I offer to make the detectives tea, as if they’re plumbers just in to service the boiler. They decline. They’re very businesslike: crisp shirts tucked into shiny leather belts. Short back and sides for both, and one with salt and pepper speckles around the ears. They remind me of the Jehovah’s Witnesses who sometimes come to the door in all their smartness.
They ask to speak to Chris first and we all wait nervously and almost silently with the Family Liaison Officer, as their voices grumble away indistinguishably for forty-five minutes, separated from us by the hallway and the shut dining room door. When Chris finally emerges, he looks strained.
They ask for Zoe next, but she doesn’t move; those eyes, which belonged first to my sister, look at me instead.
‘I want Sam to be there with me,’ she says. ‘Please can we phone Sam again?’ and I understand that I’m her go-to person right now, and the responsibility of that makes my stomach lurch.
‘You don’t need him, love. You really don’t.’
Still she won’t move from the sofa. I wonder if the police have powers to manhandle her into the dining room to answer questions.

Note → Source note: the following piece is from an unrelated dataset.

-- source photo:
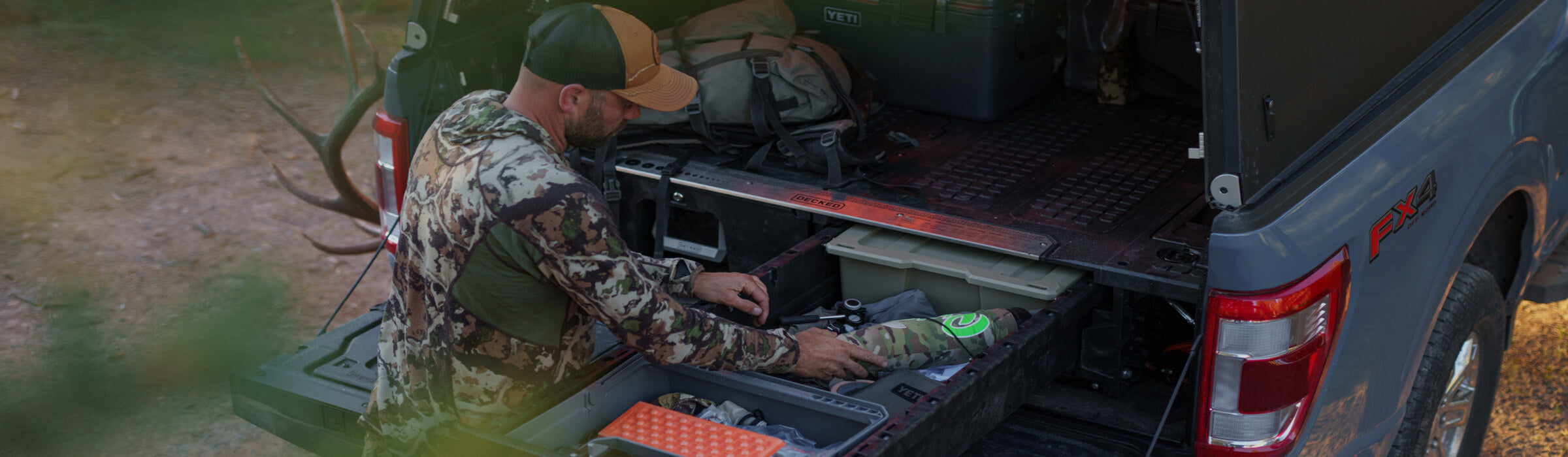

‘Why don’t you just have a little chat with the detectives,’ says the Family Liaison Officer. She’s a dumpy woman who has a bit of a wheeze going on that I’d want to treat if she were an animal. ‘As soon as they’ve heard from you they can crack on and get to work finding out what’s happened to…’ She tails off. Zoe’s stare is ferocious.
‘It won’t do any harm,’ I’m trying to be reassuring but it’s a struggle.
‘Just do as you’re told on this occasion,’ says Chris and his words interject sharply like the crack of a whip. ‘It’s not negotiable.’
Zoe stands up abruptly, and her clothes hang off her in a ghoulish sort of way for a moment or two before she wraps her arms and her garments tight around herself again and shuffles towards the dining room. I see her slump into a chair opposite the detectives and then one of them gets up and walks around the table to shut the door behind her.